Veniamo da un tempo nel quale la finalità della catechesi non era di iniziare alla vita cristiana ma di preparare i ragazzi a ricevere bene i sacramenti che loro mancavano. Ancora troppo spesso, anche oggi, la catechesi è strutturata intorno a scadenze sacramentali, stabilite in precedenza e uguali per tutti (almeno nella catechesi dei bambini). Di conseguenza, per certi aspetti, la catechesi è vissuta come una specie di moneta di scambio per avere diritto ai sacramenti. La controprova è  l’utilizzo ancora molto frequente della metafora domanda/offerta per parlare dei sacramenti. In questa logica i catechisti e i parroci diventano come dei “doganieri” che controllano il rispetto di alcune condizioni per fare accedere ai sacramenti (per esempio la presenza ad un certo numero di incontri).

Varrebbe la pena, per tutti, riscoprire che i sacramenti sono sempre radicalmente un dono di Dio e la chiesa stessa ne è continuamente destinataria. Essi stanno al centro dei cammini di fede, non alla fine come premio di una preparazione intellettualistica o volontaristica.

  • Una catechesi delegata a specialisti. Catechisti da soli

Nel periodo post-conciliare, di fronte all’indebolimento del catecumenato sociale, la catechesi si è progressivamente ritrovata caricata – da sola – della responsabilità di generare alla fede. Ma la catechesi, da sola, non è in grado di generare alla vita cristiana. Questo compito chiede, come dice Giuliano Zanchi, “un insieme di situazioni e di relazioni legate ad una comunità adulta capace di introdurre […] nel vivo della vita cristiana”.

Erio Castellucci, vescovo di Modena-Nonantola afferma: “il passaggio fondamentale oggi è proprio quello di sviluppare questa coscienza […] che è l’intera comunità che genera o non genera alla fede”. Si tratterebbe di interrompere la logica della delega – affidata o assunta – e di entrare in una logica dell’alleanza tra ministerialità diverse e complementari. È una sfida ecclesiologica che rimanda al protagonismo di tutta la comunità e domanda catechisti capaci di lavorare in sinergia con altri.
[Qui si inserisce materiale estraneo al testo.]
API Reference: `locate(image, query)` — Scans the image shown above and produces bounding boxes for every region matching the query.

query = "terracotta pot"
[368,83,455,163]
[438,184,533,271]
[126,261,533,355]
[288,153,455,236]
  • Catechisti verso il futuro

La breve ricognizione che abbiamo presentato ci permette di intuire come, allo stato attuale, il servizio “chiesto” ai catechisti sia debitore di figure di Chiesa e di concezioni della catechesi che non tengono più. Come dice papa Francesco, si tratta di assumere il “cambiamento d’epoca “ nel quale ci troviamo e  di porsi in una prospettiva missionaria. Cioè passare dalla cura per una fede già esistente al servizio della fede che può nascere. Come? Poiché la fede è sempre dono di Dio, il catechista si mette al servizio di quest’offerta di Alleanza che lo precede dentro la vita degli uomini e delle donne, per riconoscerne gli indizi e favorirne la libera accoglienza.
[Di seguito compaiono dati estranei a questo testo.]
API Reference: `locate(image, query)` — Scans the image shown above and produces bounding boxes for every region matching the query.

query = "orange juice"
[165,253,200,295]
Sempre più il ministero del catechista chiede contesti in cui prendersi cura della propria fede, insieme con altri che fanno lo stesso. E di sperimentare che questi contesti non sono solo “a monte” le sessioni di formazione necessarie -, ma anche “durante” la missione: facendo la catechesi, il catechista si ritrova catechizzato.
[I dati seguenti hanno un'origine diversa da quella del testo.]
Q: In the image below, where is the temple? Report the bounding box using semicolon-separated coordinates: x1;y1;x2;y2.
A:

Insomma, l’identità del catechista è un’identità dinamica, in itinere, un’identità spirituale al servizio dei doni spirituali degli altri. Questo stile spirituale è, allo stesso tempo, un atteggiamento pratico: chiede di esercitarsi nell’ascolto della vita, nell’ascolto e nella lettura delle pratiche. Perché è nella vita, nella storia che si sentono i gemiti dello Spirito.

Provo a indicare alcune transizioni da incoraggiare – qualche timido passo è già in atto – o da intraprendere.

  1. Un ministero non più delegato (de-legato), ma collegato agli altri (cum-ligato)

Come dice ancora Castellucci è il momento di “allargare” il significato del termine catechista, rendendo le nostre comunità sempre più consapevoli che “catechisti” sono tutti coloro che ne formano il volto ed esercitano un impatto educativo sui giovani e sulle famiglie, anche se occorre sempre qualcuno che assuma personalmente il servizio di coordinare e di accompagnare sulle vie della fede”.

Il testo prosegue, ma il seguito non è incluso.